01 November 2007

GUINEA: Strike resumes, violence steps up

CONAKRY, 12 February 2007 (IRIN)

Mobs looted guns from police stations in Conakry over the weekend and began blocking roads and battling riot police and soldiers in various suburbs around the capital Conakry. The groups set up dozens more roadblocks on Monday and continued running battles with security forces.

Groups have also been seen attacking cars and passers-by, IRIN correspondents in Conakry said. Shops are being looted and residents in various suburbs said their houses were being broken into.

The latest fighting comes on the first day of a resumed general strike, after President Lansana Conte failed to meet demands to appoint a prime minister who did not come from his inner circle. The previous strike was suspended on 29 January after at least 59 people were shot dead in 18 days of anti-government protests in towns and cities throughout the country.

On Monday the headquarters of Liberte FM, one of two independent radio stations in the country, was ransacked by soldiers wearing red berets which identify them as members of the presidential guard.
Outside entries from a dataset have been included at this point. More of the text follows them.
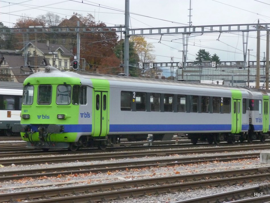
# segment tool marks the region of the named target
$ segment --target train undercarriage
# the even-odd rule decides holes
[[[248,132],[242,132],[237,134],[229,133],[197,134],[191,133],[188,135],[188,139],[191,143],[196,144],[198,141],[207,141],[209,144],[213,143],[219,145],[221,142],[226,142],[229,143],[234,144],[237,142],[242,143],[246,140],[252,143],[254,140],[259,140],[263,142],[265,139],[269,136],[268,134],[260,132],[255,132],[252,130],[249,130]]]

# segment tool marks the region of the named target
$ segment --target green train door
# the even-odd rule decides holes
[[[105,136],[107,134],[108,120],[108,92],[95,91],[94,123],[93,136]]]
[[[238,133],[241,130],[241,99],[233,97],[232,99],[232,133]]]
[[[269,97],[264,96],[263,99],[263,132],[267,132],[269,129]]]

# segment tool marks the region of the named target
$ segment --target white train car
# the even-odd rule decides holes
[[[22,83],[0,81],[0,135],[16,134],[12,127],[20,120],[22,98]]]

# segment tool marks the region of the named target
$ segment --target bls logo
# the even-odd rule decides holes
[[[81,114],[81,118],[90,117],[90,113],[88,111],[86,113],[85,112],[84,113],[80,113]]]
[[[257,123],[258,122],[259,122],[259,123],[261,123],[263,122],[263,120],[261,119],[261,118],[260,117],[257,118],[256,118],[256,123]]]
[[[41,115],[38,116],[38,119],[50,119],[50,116],[47,116],[47,114],[43,115],[42,114]]]

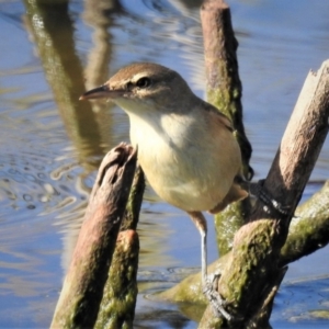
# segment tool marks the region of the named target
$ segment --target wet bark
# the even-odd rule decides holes
[[[103,159],[50,328],[94,326],[136,161],[125,144]]]
[[[229,7],[222,0],[204,1],[201,7],[201,22],[207,101],[231,120],[241,148],[243,174],[251,180],[253,170],[249,166],[249,160],[252,149],[242,121],[242,86],[237,60],[238,42],[234,34]],[[249,213],[250,201],[245,198],[230,204],[215,215],[220,254],[229,251],[235,231],[246,223]]]

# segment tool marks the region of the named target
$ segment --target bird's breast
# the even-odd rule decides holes
[[[225,155],[235,154],[228,150],[230,141],[236,143],[230,140],[234,137],[228,136],[227,143],[222,140],[225,136],[209,133],[195,117],[131,116],[132,143],[138,146],[138,161],[150,185],[164,201],[184,211],[215,207],[238,171]]]

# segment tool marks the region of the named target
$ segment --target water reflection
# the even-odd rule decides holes
[[[65,269],[69,261],[94,171],[104,152],[128,140],[128,122],[120,109],[79,102],[79,95],[141,60],[170,66],[203,95],[201,1],[58,2],[0,2],[7,50],[0,53],[1,327],[48,326],[64,274],[59,264]],[[293,2],[230,4],[252,166],[263,178],[307,70],[328,57],[328,22],[321,15],[328,4],[316,0],[310,10],[308,1],[298,1],[298,18]],[[304,22],[306,14],[314,19]],[[328,178],[328,163],[327,141],[314,179]],[[179,280],[168,268],[198,265],[193,224],[149,189],[139,234],[141,293]],[[214,259],[212,236],[209,245]],[[195,314],[188,307],[181,311],[189,318]],[[175,307],[140,295],[136,326],[195,324]]]

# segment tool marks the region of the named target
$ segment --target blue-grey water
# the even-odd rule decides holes
[[[49,326],[97,168],[128,140],[120,109],[82,103],[79,95],[122,66],[147,60],[175,69],[204,97],[201,1],[50,2],[0,0],[0,328]],[[329,2],[227,2],[239,41],[251,166],[261,179],[308,71],[329,58]],[[327,141],[304,198],[328,178]],[[212,261],[217,249],[208,218]],[[147,189],[138,232],[136,327],[195,328],[174,305],[144,296],[200,265],[196,229]],[[314,313],[328,311],[328,252],[290,266],[274,328],[328,328]]]

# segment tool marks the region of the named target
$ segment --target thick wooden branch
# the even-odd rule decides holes
[[[136,167],[136,151],[121,144],[103,159],[52,328],[92,328],[103,296]]]
[[[280,250],[286,240],[288,225],[300,200],[315,162],[328,133],[329,120],[329,60],[318,72],[310,72],[303,87],[279,151],[264,183],[271,195],[290,206],[290,215],[268,214],[261,202],[251,223],[236,234],[231,258],[224,268],[218,292],[228,300],[228,309],[241,320],[234,328],[253,321],[256,311],[266,299],[263,291],[275,282],[282,270]],[[269,218],[270,217],[270,218]],[[269,219],[261,219],[269,218]],[[270,316],[271,310],[268,311]],[[205,311],[201,328],[222,328],[224,319],[209,321]],[[263,320],[263,319],[262,319]]]
[[[253,174],[249,166],[251,145],[246,136],[242,121],[242,87],[236,54],[238,42],[232,30],[229,7],[223,0],[204,1],[201,7],[201,22],[207,101],[232,121],[242,154],[243,173],[246,178],[251,179]],[[230,250],[234,234],[246,223],[245,218],[249,212],[250,202],[249,198],[245,198],[215,215],[220,254]]]
[[[288,237],[281,249],[279,266],[284,266],[329,243],[329,181],[309,200],[297,207],[296,218],[290,226]],[[208,266],[208,273],[223,272],[230,258],[224,254]],[[170,303],[206,304],[202,294],[201,273],[184,279],[173,287],[161,292],[158,297]]]

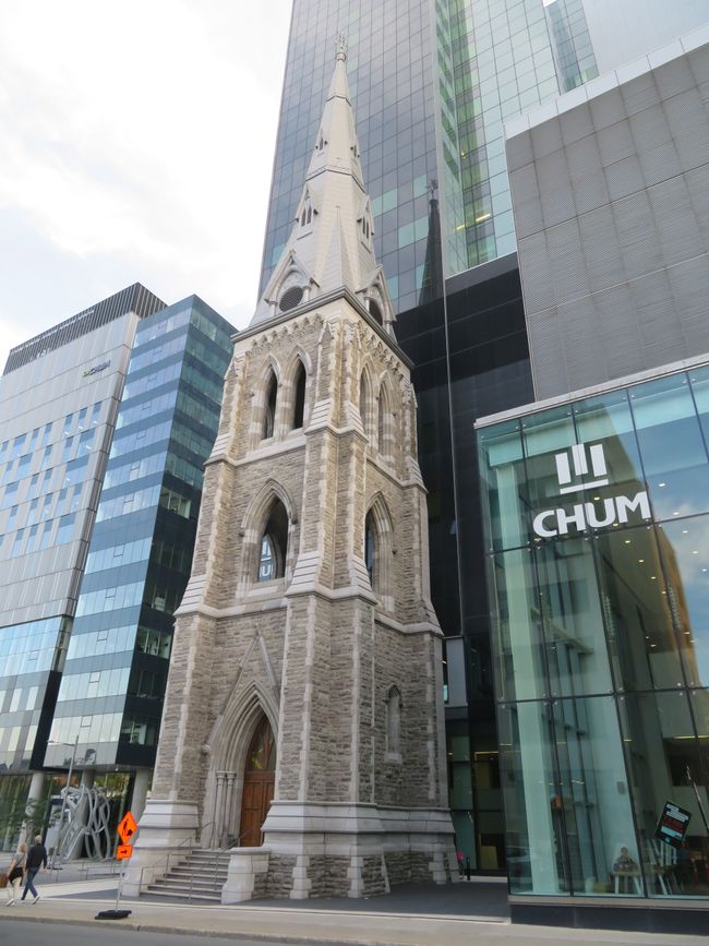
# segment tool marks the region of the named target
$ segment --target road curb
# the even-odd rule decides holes
[[[69,917],[22,917],[12,914],[11,919],[20,923],[57,923],[62,926],[88,926],[95,930],[97,926],[104,926],[113,930],[130,930],[132,933],[169,933],[176,936],[200,936],[208,937],[209,939],[230,939],[239,942],[240,939],[255,939],[260,943],[283,943],[284,935],[288,936],[289,944],[313,944],[319,946],[410,946],[410,944],[396,943],[393,939],[322,939],[316,936],[298,936],[292,933],[276,934],[276,933],[257,933],[248,930],[197,930],[187,929],[185,926],[167,926],[158,923],[136,923],[134,920],[84,920],[73,919]]]

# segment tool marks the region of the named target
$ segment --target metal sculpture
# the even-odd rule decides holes
[[[59,826],[56,860],[71,860],[82,841],[91,860],[105,860],[110,853],[111,838],[108,829],[110,804],[103,789],[80,786],[64,788],[61,794],[62,811],[65,810],[69,817],[67,824]]]

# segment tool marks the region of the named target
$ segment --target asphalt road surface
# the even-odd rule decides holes
[[[22,920],[9,920],[8,913],[12,907],[2,907],[0,920],[0,943],[2,946],[264,946],[263,939],[240,939],[235,936],[190,936],[177,933],[144,933],[142,930],[111,930],[112,921],[106,920],[104,925],[72,926],[68,923],[27,923]],[[23,907],[23,909],[32,909]],[[269,941],[269,946],[292,946],[287,939],[279,943]]]

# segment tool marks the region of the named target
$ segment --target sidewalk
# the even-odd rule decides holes
[[[43,883],[43,877],[47,882]],[[624,933],[603,930],[567,930],[549,926],[512,925],[504,918],[471,918],[436,913],[435,897],[426,905],[419,897],[419,912],[388,910],[387,898],[323,909],[317,901],[293,906],[279,901],[274,906],[244,903],[236,907],[182,906],[178,902],[125,900],[121,907],[131,910],[127,920],[95,920],[99,910],[112,909],[116,878],[98,877],[79,881],[67,876],[61,883],[49,883],[40,875],[39,902],[0,907],[2,915],[12,920],[45,923],[69,923],[93,927],[163,933],[190,933],[203,936],[225,936],[232,941],[252,938],[292,944],[358,944],[358,946],[707,946],[704,936],[669,936],[647,933]],[[426,906],[431,909],[426,910]],[[364,909],[362,909],[364,908]],[[179,946],[179,943],[177,944]]]

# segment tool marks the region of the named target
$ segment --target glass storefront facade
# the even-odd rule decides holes
[[[513,894],[709,894],[708,444],[709,366],[478,424]]]

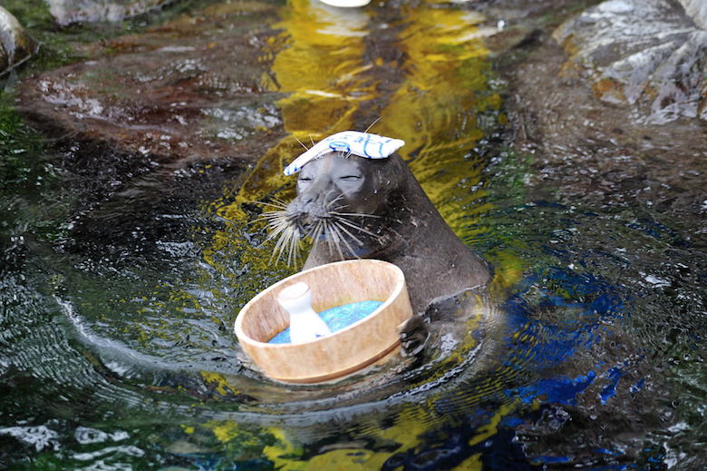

The station went off the air by mid-morning.

Then, around midday, shots were heard from inside the main army barracks in Conakry. Soldiers were demanding salary payments and promotions, senior army officials told IRIN. The matter was quickly settled after President Lansana Conte issued an edict promoting every soldier in the country by one grade.

In riots over the weekend, the houses of at least two government ministers were looted, as were the offices and houses of local officials in the regional capitals of Nzerekore in the southeast and Labe in the country’s centre. In the regional capital of Kankan, in the east, which saw some of the largest demonstrations and worst violence outside Conakry in January, protestors fought police on Saturday and broke open the city jail.

The violence and lawlessness is unprecedented in Guinea’s recent history. Regional analysts had considered the country to be politically stable with a security force that was so repressive that Guineans would rarely make public protests.

However, union leaders started calling strikes around a year ago to protest skyrocketing inflation and plummeting standards of living.